Israel was doomed to fail in their attempt to remove the curse from Canaan, because they had an insufficient anointing with which to do the job. They had a Passover anointing, because the entire nation had accepted that feast the night before leaving Egypt. But at Horeb, they ran away from God at Pentecost, when God spoke the Ten Commandments audibly (Ex. 20:18-21).
Then, because they lacked the Pentecostal anointing and refused to hear His voice, they did not have the faith to enter Canaan at the appointed time—i.e., the 50th Jubilee from Adam (Num. 13). Hence, their limited anointing was insufficient even to remove the curse from Canaan. In fact, they violated the law so much that they themselves eventually came under the curse of the law even as the Canaanites. So God removed them from the land for the same reason that He had removed the Canaanites earlier.
In the New Testament, Jesus (Joshua) came a second time to fulfill the Melchizedek type. He was the lawful King, the inheritor of the throne of Jerusalem. But He was rejected and His disciples dispersed, in order to enlarge the story and bring it into its proper world-wide setting.

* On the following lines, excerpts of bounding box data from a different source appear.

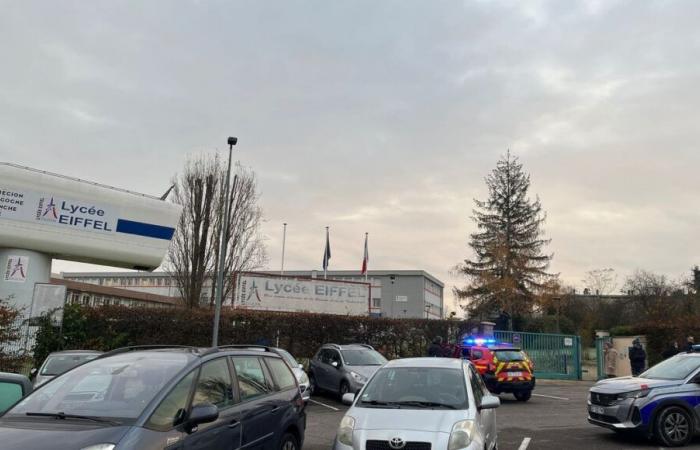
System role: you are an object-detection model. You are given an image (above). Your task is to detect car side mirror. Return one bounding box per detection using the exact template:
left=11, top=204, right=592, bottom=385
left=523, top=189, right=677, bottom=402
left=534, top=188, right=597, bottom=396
left=479, top=395, right=501, bottom=411
left=185, top=403, right=219, bottom=433
left=343, top=392, right=355, bottom=406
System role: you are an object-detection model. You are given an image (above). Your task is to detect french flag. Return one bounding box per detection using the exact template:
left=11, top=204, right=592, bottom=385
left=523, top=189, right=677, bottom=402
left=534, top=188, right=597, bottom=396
left=361, top=233, right=369, bottom=275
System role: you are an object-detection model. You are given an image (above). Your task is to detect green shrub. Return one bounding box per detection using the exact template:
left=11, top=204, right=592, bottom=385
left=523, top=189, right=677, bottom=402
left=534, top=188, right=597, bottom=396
left=34, top=305, right=459, bottom=363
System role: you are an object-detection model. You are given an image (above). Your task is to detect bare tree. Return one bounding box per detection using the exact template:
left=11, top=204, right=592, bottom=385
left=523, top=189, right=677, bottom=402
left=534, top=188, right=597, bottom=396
left=166, top=155, right=267, bottom=308
left=209, top=164, right=267, bottom=305
left=583, top=268, right=617, bottom=296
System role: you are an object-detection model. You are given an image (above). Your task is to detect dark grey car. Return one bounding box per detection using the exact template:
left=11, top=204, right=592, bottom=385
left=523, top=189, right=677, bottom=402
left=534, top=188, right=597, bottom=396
left=0, top=346, right=306, bottom=450
left=309, top=344, right=386, bottom=396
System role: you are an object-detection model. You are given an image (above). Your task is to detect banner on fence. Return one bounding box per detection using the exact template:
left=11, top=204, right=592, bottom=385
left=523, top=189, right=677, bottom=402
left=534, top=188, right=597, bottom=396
left=234, top=273, right=370, bottom=316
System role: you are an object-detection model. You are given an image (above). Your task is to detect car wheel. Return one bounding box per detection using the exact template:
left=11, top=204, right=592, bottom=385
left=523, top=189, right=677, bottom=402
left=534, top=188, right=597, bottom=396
left=654, top=406, right=695, bottom=447
left=280, top=433, right=299, bottom=450
left=340, top=381, right=350, bottom=398
left=513, top=391, right=532, bottom=402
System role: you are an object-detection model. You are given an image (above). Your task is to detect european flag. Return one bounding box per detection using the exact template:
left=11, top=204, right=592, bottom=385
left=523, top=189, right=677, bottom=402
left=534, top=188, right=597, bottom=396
left=323, top=227, right=331, bottom=272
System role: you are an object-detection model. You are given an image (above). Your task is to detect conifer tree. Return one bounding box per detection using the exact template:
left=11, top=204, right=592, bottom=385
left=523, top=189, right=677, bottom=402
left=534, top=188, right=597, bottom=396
left=455, top=151, right=555, bottom=323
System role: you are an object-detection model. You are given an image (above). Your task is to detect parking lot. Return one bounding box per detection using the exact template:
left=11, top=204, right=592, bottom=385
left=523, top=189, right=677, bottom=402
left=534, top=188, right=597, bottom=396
left=304, top=381, right=700, bottom=450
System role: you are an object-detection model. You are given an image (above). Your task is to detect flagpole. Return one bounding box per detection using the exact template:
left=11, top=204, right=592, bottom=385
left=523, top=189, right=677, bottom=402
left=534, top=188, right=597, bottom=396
left=280, top=222, right=287, bottom=275
left=323, top=227, right=330, bottom=280
left=365, top=233, right=369, bottom=281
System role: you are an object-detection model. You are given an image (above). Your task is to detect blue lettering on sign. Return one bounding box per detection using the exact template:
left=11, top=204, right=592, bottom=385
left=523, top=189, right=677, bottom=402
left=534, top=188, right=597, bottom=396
left=117, top=219, right=175, bottom=241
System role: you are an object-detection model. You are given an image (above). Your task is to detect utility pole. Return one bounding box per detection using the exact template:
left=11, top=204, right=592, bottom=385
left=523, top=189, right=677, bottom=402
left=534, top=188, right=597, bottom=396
left=211, top=137, right=238, bottom=347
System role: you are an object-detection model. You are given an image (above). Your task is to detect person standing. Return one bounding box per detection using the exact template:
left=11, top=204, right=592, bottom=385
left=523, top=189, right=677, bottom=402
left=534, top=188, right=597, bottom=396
left=629, top=338, right=647, bottom=377
left=661, top=341, right=679, bottom=359
left=605, top=342, right=619, bottom=378
left=428, top=336, right=443, bottom=358
left=685, top=336, right=695, bottom=353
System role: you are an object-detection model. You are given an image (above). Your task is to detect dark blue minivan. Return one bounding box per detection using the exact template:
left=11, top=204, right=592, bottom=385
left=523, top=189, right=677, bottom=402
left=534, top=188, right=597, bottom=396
left=0, top=346, right=306, bottom=450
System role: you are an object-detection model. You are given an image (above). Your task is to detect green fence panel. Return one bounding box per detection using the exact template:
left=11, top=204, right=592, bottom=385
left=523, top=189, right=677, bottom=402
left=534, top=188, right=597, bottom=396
left=494, top=331, right=582, bottom=380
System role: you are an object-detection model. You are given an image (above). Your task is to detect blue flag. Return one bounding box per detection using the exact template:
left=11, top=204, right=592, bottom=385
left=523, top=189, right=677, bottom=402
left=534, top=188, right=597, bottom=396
left=323, top=227, right=331, bottom=272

The disciples of Jesus received the greater anointing of Pentecost in order to empower them to “baptize all nations.” No longer was the Kingdom pattern limited to a sliver of land, but now God was about to express Isaiah's truth, “the God of the whole earth shall He be called” (Isaiah 54:5). The people's narrow view that Yahweh was merely a local deity was shattered. The view that Yahweh was merely the God of Israel and Judah was shattered. For the first time God was seen clearly as the Creator and Owner of the entire earth.
Unfortunately, Pentecost turned out to be insufficient as well. The type of King Saul, crowned on Pentecost (1 Sam. 12:17), proved to be accurate. Paul tells us that Pentecost gave us only an “earnest” of the Spirit (2 Cor. 1:22; 5:5; Eph. 1:14), and this was not enough to complete the work.
But there is a third and final feast that is coming. It is the feast of Tabernacles, by which “you may be filled up to all the fullness of God” (Eph. 3:19). By this greater empower-ment, the overcomers will indeed complete the work of removing the curse, not only from Canaan, but from the entire earth. The curse from Adam (Gen. 3:17) will be removed, and in the end, all things will be put back under the feet (rule) of Jesus Christ, the lawful Heir of all things.
The meek will inherit the earth as joint-heirs with Christ.